So is the life of the flesh in the blood? Although not confirmed by science until modern times, this statement from Leviticus 17:11 has always been true. Blood actively maintains life by providing a vital function for all cells, tissues and organs, and thus the life of the whole body. The more we find out about the astounding functional design and complexity of blood, the more marvellous it becomes to us, and the more honour and praise is due its Creator.
The function of the blood clotting system is to prevent the escape of blood from a damaged vessel. To do this, the blood has a special and very complex repair procedure in place. Once initiated by a cut, the first component in the process is activated, which in turn activates the next component, and so on, in a series of cumulative, mutually-dependent steps.
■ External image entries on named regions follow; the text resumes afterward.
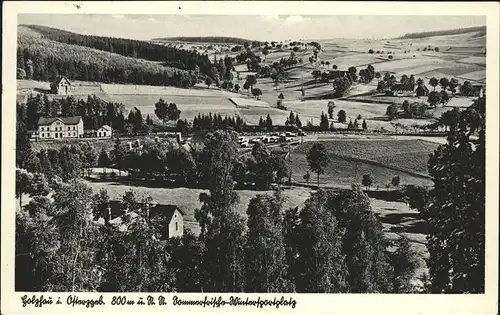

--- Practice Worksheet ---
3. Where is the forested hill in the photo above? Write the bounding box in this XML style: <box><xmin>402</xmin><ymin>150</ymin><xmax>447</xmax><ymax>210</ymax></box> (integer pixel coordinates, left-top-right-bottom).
<box><xmin>17</xmin><ymin>27</ymin><xmax>197</xmax><ymax>88</ymax></box>
<box><xmin>399</xmin><ymin>26</ymin><xmax>486</xmax><ymax>39</ymax></box>
<box><xmin>21</xmin><ymin>25</ymin><xmax>212</xmax><ymax>74</ymax></box>
<box><xmin>153</xmin><ymin>36</ymin><xmax>263</xmax><ymax>46</ymax></box>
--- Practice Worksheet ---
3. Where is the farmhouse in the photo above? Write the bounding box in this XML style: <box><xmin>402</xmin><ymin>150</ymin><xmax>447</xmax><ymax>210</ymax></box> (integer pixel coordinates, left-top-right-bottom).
<box><xmin>391</xmin><ymin>83</ymin><xmax>415</xmax><ymax>96</ymax></box>
<box><xmin>415</xmin><ymin>84</ymin><xmax>429</xmax><ymax>97</ymax></box>
<box><xmin>98</xmin><ymin>200</ymin><xmax>184</xmax><ymax>239</ymax></box>
<box><xmin>472</xmin><ymin>84</ymin><xmax>484</xmax><ymax>97</ymax></box>
<box><xmin>330</xmin><ymin>70</ymin><xmax>349</xmax><ymax>79</ymax></box>
<box><xmin>50</xmin><ymin>76</ymin><xmax>71</xmax><ymax>95</ymax></box>
<box><xmin>97</xmin><ymin>125</ymin><xmax>113</xmax><ymax>138</ymax></box>
<box><xmin>33</xmin><ymin>116</ymin><xmax>84</xmax><ymax>140</ymax></box>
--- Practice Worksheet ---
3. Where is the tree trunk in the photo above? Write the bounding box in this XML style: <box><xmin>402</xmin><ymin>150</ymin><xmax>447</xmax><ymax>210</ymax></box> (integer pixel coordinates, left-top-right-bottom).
<box><xmin>71</xmin><ymin>243</ymin><xmax>80</xmax><ymax>292</ymax></box>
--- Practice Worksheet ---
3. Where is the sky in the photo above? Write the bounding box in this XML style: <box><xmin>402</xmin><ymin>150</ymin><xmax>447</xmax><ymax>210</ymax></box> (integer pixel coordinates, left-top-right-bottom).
<box><xmin>18</xmin><ymin>14</ymin><xmax>486</xmax><ymax>41</ymax></box>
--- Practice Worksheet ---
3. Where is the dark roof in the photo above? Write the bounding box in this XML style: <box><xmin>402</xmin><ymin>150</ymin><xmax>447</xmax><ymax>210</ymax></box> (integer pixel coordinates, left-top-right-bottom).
<box><xmin>38</xmin><ymin>116</ymin><xmax>82</xmax><ymax>125</ymax></box>
<box><xmin>52</xmin><ymin>75</ymin><xmax>71</xmax><ymax>85</ymax></box>
<box><xmin>100</xmin><ymin>200</ymin><xmax>185</xmax><ymax>222</ymax></box>
<box><xmin>16</xmin><ymin>94</ymin><xmax>28</xmax><ymax>104</ymax></box>
<box><xmin>149</xmin><ymin>204</ymin><xmax>184</xmax><ymax>222</ymax></box>
<box><xmin>391</xmin><ymin>83</ymin><xmax>415</xmax><ymax>92</ymax></box>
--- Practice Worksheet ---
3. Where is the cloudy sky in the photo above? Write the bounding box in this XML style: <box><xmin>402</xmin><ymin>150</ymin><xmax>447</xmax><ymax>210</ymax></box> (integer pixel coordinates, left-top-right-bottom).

This physiological chain of production, or cascade, results in the formation of a solid obstruction (a clot) in order to seal over the damage.
Some of the main components of the clotting cascade are the proteins fibrinogen, prothrombin, Stuart (anti-hemophilic) factor and proaccelerin. None of these are used for any other purpose in the blood. The system is very finely tuned to result in a repair process that achieves just the repair needed at just the right place and time to stop bleeding and begin the process of healing. Importantly, the process is also self-limiting to ensure that coagulation (clotting) of the entire blood supply does not occur.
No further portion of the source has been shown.